Machine translation is the process of converting text from one language to another using AI models. Modern systems, such as Google Translate, rely on advanced architectures like Transformers to understand and generate accurate translations.
- Enables automatic translation between languages
- Uses Transformer models to capture context and meaning
- Widely applied in tools for communication and localization
- Can be fine-tuned for specific language pairs like English to Hindi
Understanding Transformers
Transformer are deep learning models widely used in NLP because they can capture relationships between words, even when they are far apart in a sentence.
- Encoder processes and understands the input sentence (e.g., English)
- Decoder generates the translated output in the target language (e.g., Hindi)
- Self-Attention helps the model focus on relevant words across the entire sentence
- Processes the whole sentence at once, making it faster and more efficient than older sequential models
- Pre-trained models like those from Helsinki-NLP can be used directly for translation tasks
Implementation
Transformers have improved the quality and efficiency of machine translation models. Here we will be using hugging Face's transformer models to perform English to Hindi translation.
Step 1: Installing Libraries
Before starting make sure that we have the required libraries installed in our environment. If not then use the following commands to install them:
!pip install datasets transformers sentencepiece sacrebleu evaluate accelerate

We will use cfilt/iitb-english-hindi dataset available on Hugging face.
Step 2: Loading the Dataset
Load the dataset from Hugging Face. It provides splits like "train", "validation" and "test" which we will use to train and evaluate our model.
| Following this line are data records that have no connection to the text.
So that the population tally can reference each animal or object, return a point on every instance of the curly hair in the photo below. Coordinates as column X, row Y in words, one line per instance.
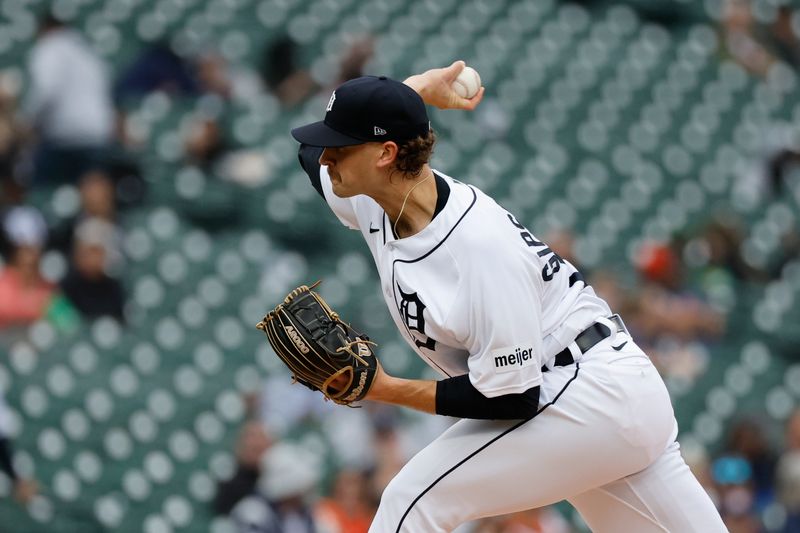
column 414, row 154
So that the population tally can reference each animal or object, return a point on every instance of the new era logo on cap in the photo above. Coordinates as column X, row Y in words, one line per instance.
column 355, row 107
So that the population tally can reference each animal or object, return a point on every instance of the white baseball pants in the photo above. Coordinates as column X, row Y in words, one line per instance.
column 604, row 440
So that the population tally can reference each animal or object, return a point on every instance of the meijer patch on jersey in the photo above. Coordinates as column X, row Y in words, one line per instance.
column 512, row 358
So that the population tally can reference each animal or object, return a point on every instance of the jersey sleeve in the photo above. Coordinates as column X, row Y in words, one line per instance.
column 343, row 208
column 500, row 305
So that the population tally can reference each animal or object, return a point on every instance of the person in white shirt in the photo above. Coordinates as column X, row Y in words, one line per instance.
column 68, row 103
column 556, row 399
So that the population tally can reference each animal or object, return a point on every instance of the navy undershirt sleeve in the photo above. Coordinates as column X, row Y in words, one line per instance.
column 458, row 397
column 309, row 160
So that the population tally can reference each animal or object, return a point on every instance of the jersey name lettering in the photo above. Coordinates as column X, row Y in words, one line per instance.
column 553, row 263
column 514, row 358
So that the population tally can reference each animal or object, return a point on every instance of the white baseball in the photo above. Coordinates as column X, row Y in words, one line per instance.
column 468, row 83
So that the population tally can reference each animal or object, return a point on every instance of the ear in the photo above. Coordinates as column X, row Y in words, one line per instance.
column 387, row 155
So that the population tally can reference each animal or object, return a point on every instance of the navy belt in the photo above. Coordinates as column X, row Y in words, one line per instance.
column 586, row 340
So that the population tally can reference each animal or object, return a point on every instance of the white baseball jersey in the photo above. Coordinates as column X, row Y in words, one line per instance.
column 474, row 292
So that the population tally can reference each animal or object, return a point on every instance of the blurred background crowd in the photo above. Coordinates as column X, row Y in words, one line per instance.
column 152, row 208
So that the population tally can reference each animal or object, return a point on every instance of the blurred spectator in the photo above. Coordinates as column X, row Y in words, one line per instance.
column 697, row 460
column 24, row 489
column 24, row 294
column 205, row 144
column 282, row 75
column 733, row 477
column 69, row 103
column 281, row 501
column 785, row 38
column 10, row 141
column 747, row 439
column 253, row 443
column 157, row 68
column 788, row 474
column 349, row 508
column 97, row 201
column 355, row 59
column 666, row 306
column 741, row 39
column 87, row 285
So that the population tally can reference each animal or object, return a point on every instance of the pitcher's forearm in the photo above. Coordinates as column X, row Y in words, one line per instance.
column 414, row 393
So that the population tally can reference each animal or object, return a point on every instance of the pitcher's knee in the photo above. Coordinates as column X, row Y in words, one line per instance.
column 407, row 506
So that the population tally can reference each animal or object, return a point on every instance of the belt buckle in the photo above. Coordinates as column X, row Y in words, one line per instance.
column 617, row 320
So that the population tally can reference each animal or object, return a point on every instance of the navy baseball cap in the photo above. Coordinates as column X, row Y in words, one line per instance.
column 368, row 109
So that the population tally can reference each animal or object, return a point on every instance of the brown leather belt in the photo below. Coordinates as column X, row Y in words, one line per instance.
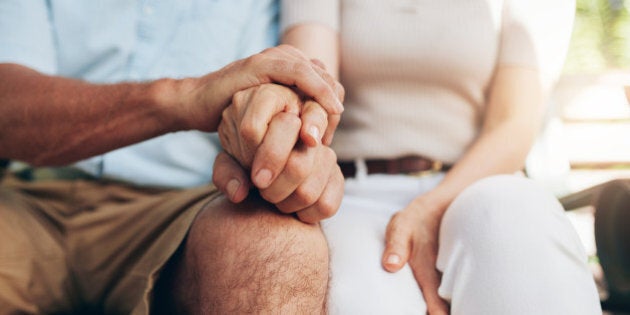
column 409, row 165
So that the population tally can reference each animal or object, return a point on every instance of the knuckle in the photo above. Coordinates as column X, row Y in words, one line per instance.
column 269, row 196
column 296, row 167
column 248, row 130
column 327, row 207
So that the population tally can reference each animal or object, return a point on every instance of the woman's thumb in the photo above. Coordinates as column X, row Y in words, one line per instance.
column 397, row 245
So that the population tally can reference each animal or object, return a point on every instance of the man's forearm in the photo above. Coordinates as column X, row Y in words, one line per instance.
column 48, row 120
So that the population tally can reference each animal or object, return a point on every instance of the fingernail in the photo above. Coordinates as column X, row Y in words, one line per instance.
column 232, row 187
column 393, row 260
column 263, row 177
column 314, row 132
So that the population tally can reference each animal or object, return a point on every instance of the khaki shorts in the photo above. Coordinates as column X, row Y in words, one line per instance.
column 85, row 246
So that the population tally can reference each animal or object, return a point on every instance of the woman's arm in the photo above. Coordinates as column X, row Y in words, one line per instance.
column 512, row 117
column 317, row 41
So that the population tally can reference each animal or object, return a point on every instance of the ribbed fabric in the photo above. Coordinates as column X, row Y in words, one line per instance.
column 417, row 72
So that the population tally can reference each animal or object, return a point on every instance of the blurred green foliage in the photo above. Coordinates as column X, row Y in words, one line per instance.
column 601, row 37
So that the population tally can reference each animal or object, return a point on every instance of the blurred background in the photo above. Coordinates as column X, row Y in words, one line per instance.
column 586, row 139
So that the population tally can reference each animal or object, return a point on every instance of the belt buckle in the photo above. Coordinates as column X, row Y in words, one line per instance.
column 436, row 167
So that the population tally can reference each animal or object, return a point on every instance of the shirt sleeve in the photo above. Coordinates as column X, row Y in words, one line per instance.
column 536, row 34
column 294, row 12
column 26, row 35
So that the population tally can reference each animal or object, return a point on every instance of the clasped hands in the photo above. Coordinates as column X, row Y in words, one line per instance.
column 276, row 139
column 281, row 143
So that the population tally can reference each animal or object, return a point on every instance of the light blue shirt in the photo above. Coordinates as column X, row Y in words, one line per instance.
column 106, row 41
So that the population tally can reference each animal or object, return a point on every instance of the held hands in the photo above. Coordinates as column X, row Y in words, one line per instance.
column 269, row 130
column 412, row 237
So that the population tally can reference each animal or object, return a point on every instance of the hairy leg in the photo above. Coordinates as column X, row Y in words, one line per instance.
column 247, row 258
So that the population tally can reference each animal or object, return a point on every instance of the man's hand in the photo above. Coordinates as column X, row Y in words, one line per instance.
column 412, row 237
column 269, row 130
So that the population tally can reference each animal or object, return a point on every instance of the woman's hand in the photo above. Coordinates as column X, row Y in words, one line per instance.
column 412, row 237
column 269, row 131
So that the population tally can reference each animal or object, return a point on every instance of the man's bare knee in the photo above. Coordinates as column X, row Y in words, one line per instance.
column 250, row 258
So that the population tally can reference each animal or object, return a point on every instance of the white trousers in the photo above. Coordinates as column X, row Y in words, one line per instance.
column 505, row 247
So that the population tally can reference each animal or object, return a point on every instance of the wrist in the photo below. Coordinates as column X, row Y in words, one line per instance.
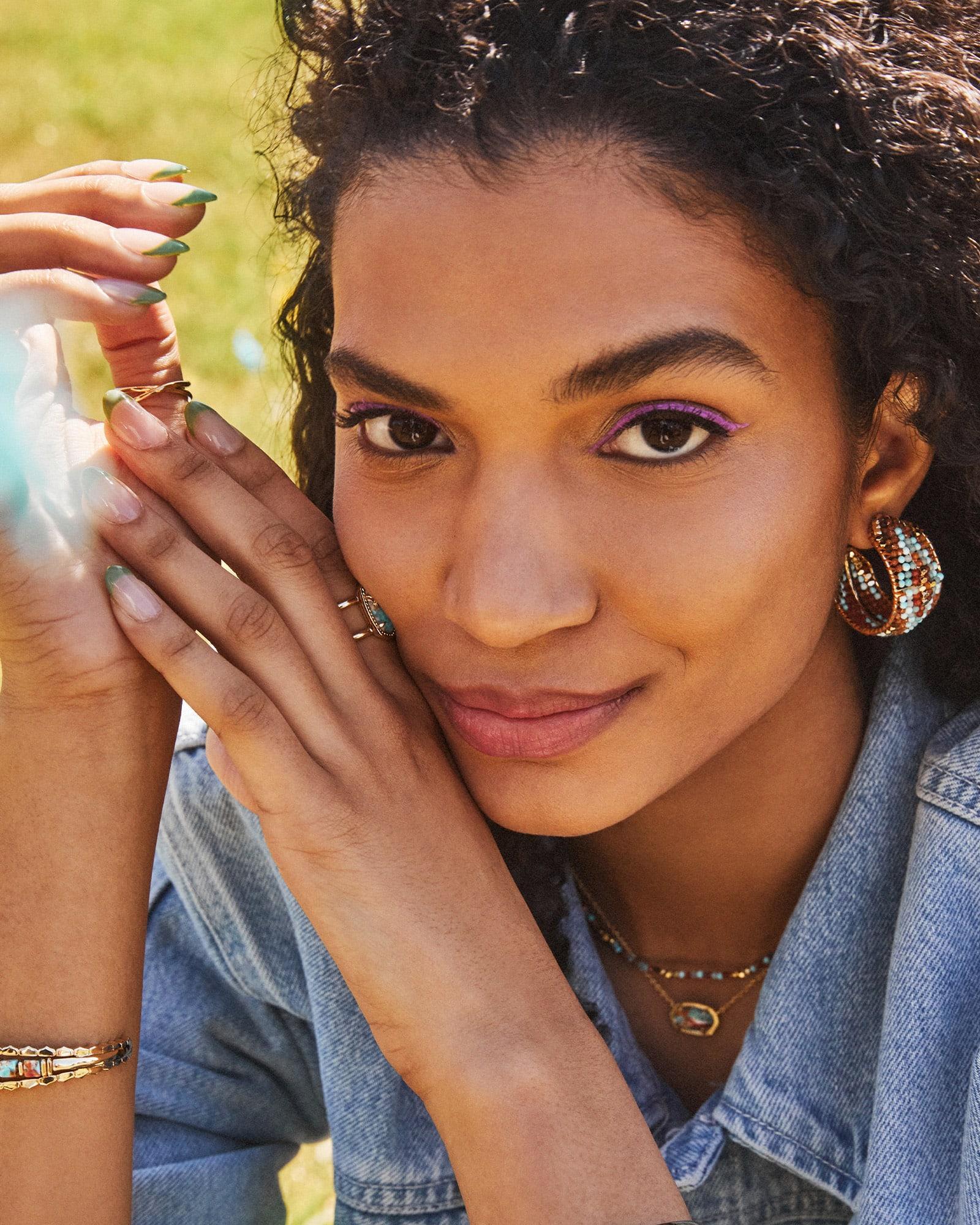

from datasets import load_dataset
dataset = load_dataset("cfilt/iitb-english-hindi")

Step 3: Load Model and Tokenizer
We will be using the pre-trained model Helsinki-NLP/opus-mt-en-hi for English to Hindi translation. The AutoTokenizer and AutoModelForSeq2SeqLM classes from the Hugging Face transformers library allow us to load the tokenizer and model. The tokenizer converts text to tokens and the model performs the translation.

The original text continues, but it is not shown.